Leverage Snowflake Tagging to Empower Governance
As the amount of data organizations collects grows, managing that data becomes increasingly complex. That’s where data governance comes in: the process of managing the availability, usability, integrity, and security of the data used in an organization.
Snowflake has implemented many features that reflect the current reality of organizations, and data governance is in the product front and center. One key aspect of data governance is data classification, or categorizing data according to its sensitivity or criticality. Snowflake offers a very useful feature for data classification: database object tagging.

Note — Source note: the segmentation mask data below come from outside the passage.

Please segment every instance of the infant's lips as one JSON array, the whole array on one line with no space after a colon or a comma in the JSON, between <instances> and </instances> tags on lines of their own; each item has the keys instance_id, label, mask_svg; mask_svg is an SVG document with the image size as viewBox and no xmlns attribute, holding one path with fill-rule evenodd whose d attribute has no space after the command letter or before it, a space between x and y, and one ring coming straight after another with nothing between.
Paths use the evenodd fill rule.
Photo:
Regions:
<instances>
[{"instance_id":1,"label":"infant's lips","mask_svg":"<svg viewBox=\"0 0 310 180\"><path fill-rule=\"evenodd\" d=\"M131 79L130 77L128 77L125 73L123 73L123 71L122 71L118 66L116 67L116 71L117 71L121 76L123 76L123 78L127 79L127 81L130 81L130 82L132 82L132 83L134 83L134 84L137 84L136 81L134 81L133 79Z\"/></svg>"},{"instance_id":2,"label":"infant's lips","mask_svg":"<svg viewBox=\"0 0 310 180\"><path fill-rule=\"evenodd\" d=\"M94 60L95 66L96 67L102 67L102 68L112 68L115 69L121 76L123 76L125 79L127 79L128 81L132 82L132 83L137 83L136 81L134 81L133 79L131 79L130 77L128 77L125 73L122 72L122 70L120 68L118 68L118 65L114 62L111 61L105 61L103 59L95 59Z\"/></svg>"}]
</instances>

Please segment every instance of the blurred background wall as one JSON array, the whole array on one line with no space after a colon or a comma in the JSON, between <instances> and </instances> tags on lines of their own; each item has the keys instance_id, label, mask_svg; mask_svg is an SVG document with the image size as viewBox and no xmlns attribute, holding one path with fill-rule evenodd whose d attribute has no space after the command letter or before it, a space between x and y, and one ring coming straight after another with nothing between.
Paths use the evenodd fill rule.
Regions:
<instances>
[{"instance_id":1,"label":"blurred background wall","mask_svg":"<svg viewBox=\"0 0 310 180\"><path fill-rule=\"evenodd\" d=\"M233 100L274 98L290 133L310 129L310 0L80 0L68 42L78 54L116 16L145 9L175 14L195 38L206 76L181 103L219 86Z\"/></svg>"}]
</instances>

In this post, we’ll explore how you can leverage Snowflake tagging to empower your data governance efforts and I’ve added examples of creating tags, gathering the tag metadata and how you can mix tagging with other features. Once you put all this together, you will have a robust, fully fleshed governance and security layer on top of your Snowflake account.
One caveat before we get started, tagging is a feature of Snowflake Enterprise edition or higher, so you will need to be on the edition if you want to play with this feature on your own.
What is Tagging?
A tag is a user-defined label that can be attached to a Snowflake object, such as a database, table, or column. Tags can categorize objects based on any criteria that you choose, such as sensitivity, business unit, project, or owner. Once tags have been applied, you can use them to control access to the tagged objects, track usage and costs, and apply policies and rules.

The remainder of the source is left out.